Sustainability – Not a Myth, but Not What You May Think
From time to time we keep a tally in our office of what term we either say or hear most often in a week: sustainability, business model, or capitalization. Lately, sustainability is definitely leading the pack. But what ISsustainability? We know what it ISN’T – a guaranteed flow of grants, contributions, and endowment returns that will remove all financial and organizational worries. That’s the myth that won’t go away. Sustainability is much more than revenue. Even if you won the Powerball (and, of course, donated it all to your organization) the funds would eventually run out. Nonprofits have to sustain their work in many ways. I see sustainability as an integrated approach to remain vital and relevant in the community with three key aspects.
Do great work
Why else stay in business? Ask yourself this: what’s the worse case scenario? I’d hate to have to call my board chair and say, “I just found out that we are out of cash and I don’t know if we’ll make payroll next month.” That’s a nightmare for executive directors but it’s a technical problem. The worse case scenario is this call: “We just finished a complete review and discovered that our programs don’t work. We are making no progress at all to improve or help our community.” That’s fatal. The number one component for sustainability is to do great work that will result in progress for your mission, which means you have to define what it is and how you’ll know.
Make the business work
We’ve all heard the admonition that “nonprofits should learn to operate more like a business.” Nonsense.
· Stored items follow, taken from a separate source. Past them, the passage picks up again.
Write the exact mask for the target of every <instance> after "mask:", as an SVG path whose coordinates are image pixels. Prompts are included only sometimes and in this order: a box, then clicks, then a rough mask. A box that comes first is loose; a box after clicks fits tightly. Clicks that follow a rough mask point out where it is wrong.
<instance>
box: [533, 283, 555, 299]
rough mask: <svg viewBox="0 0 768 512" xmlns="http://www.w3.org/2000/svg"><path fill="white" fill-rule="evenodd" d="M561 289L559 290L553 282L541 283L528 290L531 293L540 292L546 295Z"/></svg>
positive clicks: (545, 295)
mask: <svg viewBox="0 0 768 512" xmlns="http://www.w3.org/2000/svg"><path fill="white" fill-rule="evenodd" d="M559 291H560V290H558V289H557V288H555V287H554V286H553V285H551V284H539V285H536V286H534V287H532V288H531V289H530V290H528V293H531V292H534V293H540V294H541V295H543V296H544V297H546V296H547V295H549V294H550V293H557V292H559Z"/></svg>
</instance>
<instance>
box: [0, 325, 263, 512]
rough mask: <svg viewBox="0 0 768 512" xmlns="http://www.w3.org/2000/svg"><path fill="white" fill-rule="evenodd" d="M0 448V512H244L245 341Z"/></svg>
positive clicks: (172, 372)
Nonprofits are businesses – but we have to move past an engrained culture at some organizations that financial health is impossible. An article from February 2012 about the Collapse of Famous Hull House includes this quote from a former executive: “we were very used to social service agencies always being on the brink on destruction. … Some of the board members didn’t get the idea of living on the edge.” If we buy this “model” for nonprofits then we will never be stable. We don’t need to “learn to operate more like a business”. What we need is to operate our nonprofit businesses well. Our article Transforming Nonprofit Business Models defines the four inter-related components of a business model: revenue mix; cost of effective programs; infrastructure; and capital structure. Nonprofits can analyze and understand their current business model and then incorporate business model changes into strategic decisions. Surprisingly, more revenue isn’t always optimal. A major change in any one component ripples through the other three and requires adjustment and re-balancing.
Adapt and change
One of the common issues in most of the high profile stories of nonprofit crisis or failure in the last few years has been extreme resistance to change. The source of resistance differs – staff, board, funders, community, organizational history – but the denial is fatal. Thriving organizations have learned to adapt. We’ve all tried to work with a five-year strategic plan with 5 or 6 big goals, each with 5 or 10 sub-goals or tactics. These don’t work now – if they ever did. The world isn’t static or predictable. The capacity to change and adapt may be the critical capacity for sustainability. Does your organization change reluctantly, or do you continuously seek feedback to learn and plan the next adaptation? In the study Bright Spots Leadership in the Pacific Northwest, the director of On the Boards, a Seattle-based performing arts organization, says: “We have grown up with the idea that if you’re not growing, you’re dying. That mentality is ever-present and it’s lethal. The expectation that we will always be able to do more needs to change. We need to replace it with an expectation that we remain fresh, vital, relevant, and healthy.”
I nominate “fresh, vital, relevant and healthy” as the definition of nonprofit sustainability. Do great work, make the business work, adapt and change. Repeat.